Job { do { let response = strive await mannequin.generateContent(immediate, uiImage)
if let textual content = response.textual content { print(“Response: (textual content)“) self.analyzedResult = textual content self.isAnalyzing.toggle() } } catch { print(error.localizedDescription) } } } |
Earlier than utilizing the mannequin’s API, we have to convert the picture view into an UIImage
. We then invoke the generateContent
technique with the picture and a predefined immediate, asking Google Gemini to explain the picture and determine the objects inside it.
When the response arrives, we extract the textual content description and assign it to the analyzedResult
variable.
Subsequent, insert the next code and place it above the Spacer()
view:
ScrollView { Textual content(analyzedResult ?? (isAnalyzing ? “Analyzing…” : “Choose a photograph to get began”)) .font(.system(.title2, design: .rounded)) } .padding() .body(maxWidth: .infinity, maxHeight: .infinity, alignment: .main) .background(Shade(.systemGray6)) .clipShape(RoundedRectangle(cornerRadius: 20.0)) |
This scroll view shows the textual content generated by Gemini. Optionally, you may add an overlay
modifier to the selectedImage
view. It will show a progress view whereas a picture evaluation is being carried out.
if isAnalyzing {
RoundedRectangle(cornerRadius: 20.0)
.fill(.black)
.opacity(0.5)
ProgressView()
.tint(.white)
}
}
.overlay {
if isAnalyzing { RoundedRectangle(cornerRadius: 20.0) .fill(.black) .opacity(0.5)
ProgressView() .tint(.white) } } |
After implementing all of the modifications, the preview pane ought to now be displaying a newly designed person interface.

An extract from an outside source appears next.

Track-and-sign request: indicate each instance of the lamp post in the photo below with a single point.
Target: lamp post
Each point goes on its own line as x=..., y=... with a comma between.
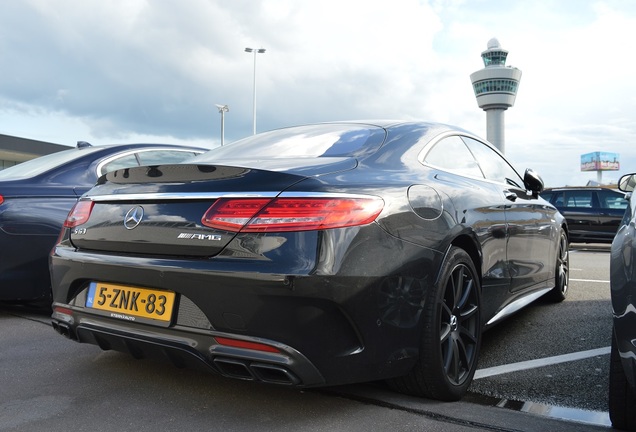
x=222, y=110
x=255, y=51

This interface contains of the chosen picture, the picture description space, and a button to pick photographs from the photograph library. That is what it’s best to see in your preview pane if all of the steps have been adopted and executed accurately.
Lastly, insert a line of code within the onChange
modifier to name the analyze()
technique after the selectedImage
. That’s all! Now you can check the app within the preview pane. Click on on the Choose Photograph button and select a photograph from the library. The app will then ship the chosen photograph to Google Gemini for evaluation and show the generated textual content within the scroll view.
Abstract
The tutorial demonstrates tips on how to construct an AI picture recognition app utilizing Google Gemini APIs and SwiftUI. The app permits customers to pick a picture from their photograph library and makes use of Gemini to explain the contents of the photograph.
From the code now we have simply labored on, you may see that it solely requires just a few traces to immediate Google Gemini to generate textual content from a picture. Though this demo illustrates the method utilizing a single picture, the API truly helps a number of pictures. For additional particulars on the way it capabilities, please discuss with the official documentation.